About once a day I think about the wetness of Ellen’s eyes as Obama placed the Presidential Medal of Freedom around her neck. The other day on Ellen the entertainment guests were hip-hop dancers who busk on the subway. After their routine she calls out to her assistant Andy. ‘Andy, bring in the hat’, a giant baseball cap into which she hurls bricks of money. ‘I think we need more, Andy. Another 10,000’. The men dance on the furniture, Tom-Cruise style, like each 10k is a Presidential Medal of Freedom. ‘Another 10,000, Andy.’ She stops, even though the hat isn’t a quarter full. She wants to take a minute to thank the sponsor, but it only takes two seconds.
Every time an upper-middle-class artist tells me they are anti-capitalist, I ask them what an interest rate is. They’ve got an MFA in not reading the news. They’ll put a hoodie in their latest installation, as if to say
‘oh, exactly’, as if to say ‘come on boys – art – let’s do this’, as if to say ‘an interest rate is the cost of borrowing a hoodie from my ex-boyfriend’, as if to say ‘an interest rate is letting your NY Times subscription lapse because they tweet the headlines for free’.
Whenever I drink an Aperol Spritz I think of that summer everyone drank Aperol Spritzes, while talking about how everyone was drinking Aperol Spritzes. The summer before people pretended to prefer orange wine to a nice dry riesling. That’s when I knew Brexit would happen. People just want to belong to smaller and smaller unities. No one is an island, but sometimes you can hold one in your hand: foam against the rocks, oily sunset, Italian herb garden over the breeze.
Every few months my mum texts ‘Have you heard of Rupi Kaur?’
And I reply:
thank you for taking an interest
in my career
About once a year my friend asks what the difference is between an ironic jerk and a jerk. I think it’s a stupid question. The difference is irony.
On Rachmaninoff’s birthday I read Frank O’Hara’s poem ‘On Rachmaninoff’s Birthday’. (Frank is my favourite sit-down comic.)
Every fortnight my therapist offers the same advice: you have already used your ten free appointments. I view this as a Lacanian entanglement. No, I want to say, you have used my ten free appointments.

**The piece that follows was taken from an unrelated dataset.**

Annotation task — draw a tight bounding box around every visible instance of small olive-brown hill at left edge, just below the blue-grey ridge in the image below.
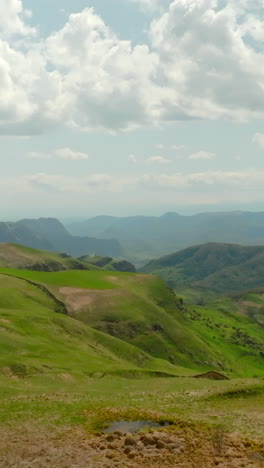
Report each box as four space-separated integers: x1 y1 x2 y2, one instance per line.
0 243 98 271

I’m in this S&M relationship where I let this dom-top me text inanities every night. Your camera really captures the light./The only thing it captures is light, Gerard.

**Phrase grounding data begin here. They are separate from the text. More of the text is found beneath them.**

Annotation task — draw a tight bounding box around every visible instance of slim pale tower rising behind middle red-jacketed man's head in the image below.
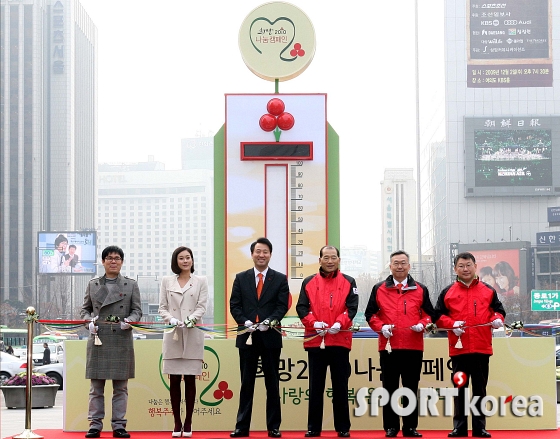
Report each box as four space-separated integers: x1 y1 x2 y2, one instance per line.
381 169 418 268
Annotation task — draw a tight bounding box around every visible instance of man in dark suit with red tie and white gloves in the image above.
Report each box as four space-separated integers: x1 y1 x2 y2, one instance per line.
229 238 290 437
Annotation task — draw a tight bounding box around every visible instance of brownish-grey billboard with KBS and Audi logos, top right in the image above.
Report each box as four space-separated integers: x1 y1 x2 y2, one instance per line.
467 0 552 88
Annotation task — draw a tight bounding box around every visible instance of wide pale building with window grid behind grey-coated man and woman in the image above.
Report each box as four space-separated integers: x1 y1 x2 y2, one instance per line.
97 161 214 321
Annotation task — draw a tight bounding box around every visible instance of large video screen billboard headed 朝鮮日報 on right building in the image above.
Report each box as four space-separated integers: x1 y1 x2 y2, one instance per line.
465 116 560 197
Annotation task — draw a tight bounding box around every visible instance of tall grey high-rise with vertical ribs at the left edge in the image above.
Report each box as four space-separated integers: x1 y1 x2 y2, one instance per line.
0 0 97 313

I’ve joined a group thread with straight men, or mostly straight men. It’s like those TV documentaries where they place an arachnophobe beside tarantulas in a bell jar. I’ve been chatting with them every day for five years. Now when someone says something agreeable, I say ‘woof’. In that straight-man way – woof. I’ve convinced them all sport is dance.

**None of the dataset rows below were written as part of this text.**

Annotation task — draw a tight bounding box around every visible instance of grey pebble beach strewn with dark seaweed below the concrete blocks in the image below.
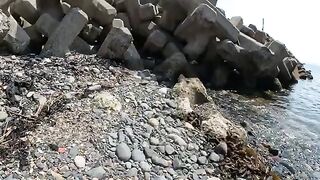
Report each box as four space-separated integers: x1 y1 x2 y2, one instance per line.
0 54 272 179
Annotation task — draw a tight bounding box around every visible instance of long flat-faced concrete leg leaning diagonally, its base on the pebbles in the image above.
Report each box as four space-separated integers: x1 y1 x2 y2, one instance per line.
41 8 88 56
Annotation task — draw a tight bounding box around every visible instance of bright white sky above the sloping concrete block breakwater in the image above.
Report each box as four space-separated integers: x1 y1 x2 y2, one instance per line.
217 0 320 65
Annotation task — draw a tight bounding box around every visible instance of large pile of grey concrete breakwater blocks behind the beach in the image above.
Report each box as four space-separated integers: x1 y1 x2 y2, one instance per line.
0 0 312 90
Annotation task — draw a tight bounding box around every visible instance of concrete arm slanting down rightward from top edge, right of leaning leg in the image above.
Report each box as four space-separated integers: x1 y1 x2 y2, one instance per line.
63 0 117 27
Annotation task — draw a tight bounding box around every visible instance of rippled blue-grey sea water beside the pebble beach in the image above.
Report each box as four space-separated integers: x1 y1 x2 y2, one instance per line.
213 65 320 180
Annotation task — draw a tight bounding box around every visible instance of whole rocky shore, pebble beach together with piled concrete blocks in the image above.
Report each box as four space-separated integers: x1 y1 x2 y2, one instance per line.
0 0 313 180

Is humour an attempt to avoid the basic fact of your desire? My mental-health plan is correcting the grammar in my therapist’s thought-of-the-week emails. See that’s the difference, I explain to him, between white artists and white poets. White poets read the news. Or they write poems about white artists as if to say ‘oh, exactly’, as if to say ‘come on, Greg, we can make this work’, as if to say ‘at least return my hoodie’, as if to say ‘I’ll let you borrow my password for the Times.’
Once a week the man I’m sleeping with appears to me in a dream to say ‘every poem has its own ontology’. ‘What does that mean?’ I ask in the dark. ‘For instance,’ he explains, ‘in this poem there is a conceivable future.’ When I wake I turn to him and say, ‘you deserve every happiness, but I deserve more’.